Kamala Das was one of the most prominent feminist voices in the postcolonial era. She wrote in her mother tongue Malayalam as well as in English. To her Malayalam readers she was Madhavi Kutty and to her English patrons, she was Kamala Das.
On account of her extensive contribution to the poetry in our country, she earned the label ‘The Mother of Modern Indian English Poetry’. She has also been likened to literary greats like Sylvia Plath because of the confessional style of her writing. On the occasion of her birth anniversary, we look into the remarkable life of this literary icon.
Writing under the pen name, ‘Madhavikutty’, she is one of the foremost short story writers in Malayalam. She was nominated for the Nobel Prize in literature, along with literary personalities such as Nadine Gordimer and Doris Lessing. Her widely acclaimed stories include Pakshiyude Maranam, Neypayasam, Thanuppu, and Chandana Marangal.
Her first English poetry was ‘The Sirens’, published in 1964, followed by Summer In Calcutta. She received many awards and accolades including Asian Poetry Prize, Kent award for English writing from Asian countries, Asan World Prize, Sahitya Academy award and Vayalar award.
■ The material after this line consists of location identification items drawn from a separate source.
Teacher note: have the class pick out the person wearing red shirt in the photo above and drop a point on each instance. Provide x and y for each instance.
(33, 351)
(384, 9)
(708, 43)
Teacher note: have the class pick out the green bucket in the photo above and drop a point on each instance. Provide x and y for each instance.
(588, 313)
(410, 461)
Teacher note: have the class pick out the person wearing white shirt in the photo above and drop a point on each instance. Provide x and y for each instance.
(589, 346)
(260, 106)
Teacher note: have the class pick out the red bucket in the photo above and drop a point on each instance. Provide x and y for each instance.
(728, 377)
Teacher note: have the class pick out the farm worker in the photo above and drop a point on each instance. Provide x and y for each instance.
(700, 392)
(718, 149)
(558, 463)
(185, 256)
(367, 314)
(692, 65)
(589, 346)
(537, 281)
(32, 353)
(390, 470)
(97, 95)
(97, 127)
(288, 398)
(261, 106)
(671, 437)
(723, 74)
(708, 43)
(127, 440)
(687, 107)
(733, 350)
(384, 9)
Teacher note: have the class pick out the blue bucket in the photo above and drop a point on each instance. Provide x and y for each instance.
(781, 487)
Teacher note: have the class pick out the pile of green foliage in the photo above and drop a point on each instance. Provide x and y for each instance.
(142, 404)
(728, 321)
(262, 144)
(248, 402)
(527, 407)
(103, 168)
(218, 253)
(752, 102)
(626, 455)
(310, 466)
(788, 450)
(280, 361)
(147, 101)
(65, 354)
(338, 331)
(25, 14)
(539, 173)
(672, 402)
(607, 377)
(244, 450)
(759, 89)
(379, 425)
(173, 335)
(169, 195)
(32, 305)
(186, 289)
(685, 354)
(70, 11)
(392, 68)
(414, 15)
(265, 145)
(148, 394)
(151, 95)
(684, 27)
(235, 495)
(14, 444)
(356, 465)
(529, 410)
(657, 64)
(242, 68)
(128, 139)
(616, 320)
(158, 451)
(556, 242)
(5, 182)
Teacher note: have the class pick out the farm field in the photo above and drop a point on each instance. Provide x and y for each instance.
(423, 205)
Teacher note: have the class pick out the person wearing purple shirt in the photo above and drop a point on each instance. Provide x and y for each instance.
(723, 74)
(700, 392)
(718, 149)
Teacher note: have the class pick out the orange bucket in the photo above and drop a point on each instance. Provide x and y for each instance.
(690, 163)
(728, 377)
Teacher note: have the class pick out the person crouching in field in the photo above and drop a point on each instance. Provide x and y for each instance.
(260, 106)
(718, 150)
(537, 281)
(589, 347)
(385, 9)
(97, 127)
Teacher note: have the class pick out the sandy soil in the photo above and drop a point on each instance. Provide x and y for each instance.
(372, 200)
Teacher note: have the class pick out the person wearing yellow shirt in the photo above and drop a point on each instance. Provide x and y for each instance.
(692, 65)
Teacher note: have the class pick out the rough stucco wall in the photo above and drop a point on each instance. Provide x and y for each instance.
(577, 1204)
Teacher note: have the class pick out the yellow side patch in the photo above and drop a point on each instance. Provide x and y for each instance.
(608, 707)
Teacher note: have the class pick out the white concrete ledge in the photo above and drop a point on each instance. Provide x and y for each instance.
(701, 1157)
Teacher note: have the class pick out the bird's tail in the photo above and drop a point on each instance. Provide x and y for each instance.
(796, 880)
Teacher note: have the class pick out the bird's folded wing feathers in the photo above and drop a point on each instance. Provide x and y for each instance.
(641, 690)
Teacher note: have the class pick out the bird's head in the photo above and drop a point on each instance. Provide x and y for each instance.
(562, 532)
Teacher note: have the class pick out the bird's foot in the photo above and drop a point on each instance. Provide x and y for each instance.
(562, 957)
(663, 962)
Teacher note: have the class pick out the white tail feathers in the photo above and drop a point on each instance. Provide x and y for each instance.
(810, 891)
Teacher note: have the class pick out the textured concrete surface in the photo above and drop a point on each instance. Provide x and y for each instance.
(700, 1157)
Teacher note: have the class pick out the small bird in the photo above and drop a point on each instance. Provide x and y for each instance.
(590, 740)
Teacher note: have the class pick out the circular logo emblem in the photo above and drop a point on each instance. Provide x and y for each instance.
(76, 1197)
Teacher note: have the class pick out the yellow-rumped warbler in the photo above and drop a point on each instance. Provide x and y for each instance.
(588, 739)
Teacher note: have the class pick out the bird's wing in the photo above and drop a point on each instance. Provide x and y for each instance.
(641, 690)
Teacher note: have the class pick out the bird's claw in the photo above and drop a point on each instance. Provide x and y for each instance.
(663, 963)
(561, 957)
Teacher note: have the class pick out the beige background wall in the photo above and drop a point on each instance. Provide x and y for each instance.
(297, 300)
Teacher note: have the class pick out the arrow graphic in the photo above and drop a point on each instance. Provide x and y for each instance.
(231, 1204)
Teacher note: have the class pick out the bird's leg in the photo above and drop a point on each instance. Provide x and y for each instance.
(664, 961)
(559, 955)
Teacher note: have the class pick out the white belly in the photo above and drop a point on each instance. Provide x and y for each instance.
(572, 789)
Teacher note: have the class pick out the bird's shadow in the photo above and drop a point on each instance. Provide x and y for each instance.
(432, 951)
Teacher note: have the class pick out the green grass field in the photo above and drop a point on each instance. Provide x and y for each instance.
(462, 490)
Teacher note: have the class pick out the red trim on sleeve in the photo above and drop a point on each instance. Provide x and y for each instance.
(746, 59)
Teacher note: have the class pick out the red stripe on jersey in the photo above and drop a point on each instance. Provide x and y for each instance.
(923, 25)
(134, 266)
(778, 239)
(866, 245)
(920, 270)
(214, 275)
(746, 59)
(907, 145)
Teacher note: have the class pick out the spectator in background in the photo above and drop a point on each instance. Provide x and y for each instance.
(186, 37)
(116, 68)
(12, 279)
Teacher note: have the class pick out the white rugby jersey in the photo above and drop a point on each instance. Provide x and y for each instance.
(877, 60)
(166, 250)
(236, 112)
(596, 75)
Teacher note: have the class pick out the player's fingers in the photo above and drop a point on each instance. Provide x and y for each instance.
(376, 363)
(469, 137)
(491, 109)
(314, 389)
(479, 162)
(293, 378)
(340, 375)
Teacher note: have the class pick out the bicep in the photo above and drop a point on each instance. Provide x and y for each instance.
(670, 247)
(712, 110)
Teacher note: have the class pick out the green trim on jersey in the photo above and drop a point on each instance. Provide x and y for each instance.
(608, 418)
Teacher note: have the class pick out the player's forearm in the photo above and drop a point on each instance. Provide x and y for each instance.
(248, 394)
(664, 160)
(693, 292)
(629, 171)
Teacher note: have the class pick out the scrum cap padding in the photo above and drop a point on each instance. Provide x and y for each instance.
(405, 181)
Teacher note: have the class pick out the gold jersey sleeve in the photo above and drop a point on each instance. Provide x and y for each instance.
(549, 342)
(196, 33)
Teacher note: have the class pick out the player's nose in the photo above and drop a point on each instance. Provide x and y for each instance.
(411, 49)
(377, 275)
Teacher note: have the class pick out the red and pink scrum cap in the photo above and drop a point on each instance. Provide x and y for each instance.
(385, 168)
She has ventured into the restricted and unclaimed territory and set a point of reference for her colleagues.
Her major works include:
- The Sirens
- Summer In Calcutta
- The Descendants
- The Old Playhouse And Other Poems
- My Story
- Alphabet of Lust
- The Anamalai Poems
- Padmavati The Harlot and Other Stories
- Only The Soul Knows How To Sing
- Ya Allah
- Pakshiyude Manam
- Neermathalam Pootha Kalam
- Madhavikkuttiyude Unmakkadhakal
Born into a conservative Hindu family, Kamala Das converted to Islam at the age of 65. She is now working as a syndicated columnist.
Early Work and the Struggles of a Female Writer
She was married off to Madhava Das, an employee at the Reserve Bank of India (RBI) at the age of 15 and moved to Bombay with her husband. At a very young age, she had to find a way to pursue her passion for writing while being weighed down by the expectations of her husband, her family and the society at large of her ‘duties’ as a wife and mother. On being a female writer in that day and age, she said:
“A woman had to prove herself to be a good wife, a good mother before she could become anything else. And that meant years and years of waiting. That meant waiting until the greying years. I didn’t have the time to wait. I was impatient. So I started writing quite early in my life. And perhaps I was lucky. My husband appreciated the fact that I was trying to supplement the family income. So, he allowed me to write at night. After all the chores were done after I had fed the children, fed him, cleaned up the kitchen, I was allowed to sit awake and write till morning. And that affected my health”.
With her poems, she tried to give voice to a generation of women who were confined to their households and considered a commodity to be exchanged through marriage. She portrayed the women in her poems as human; with desires, pain and emotions just like men.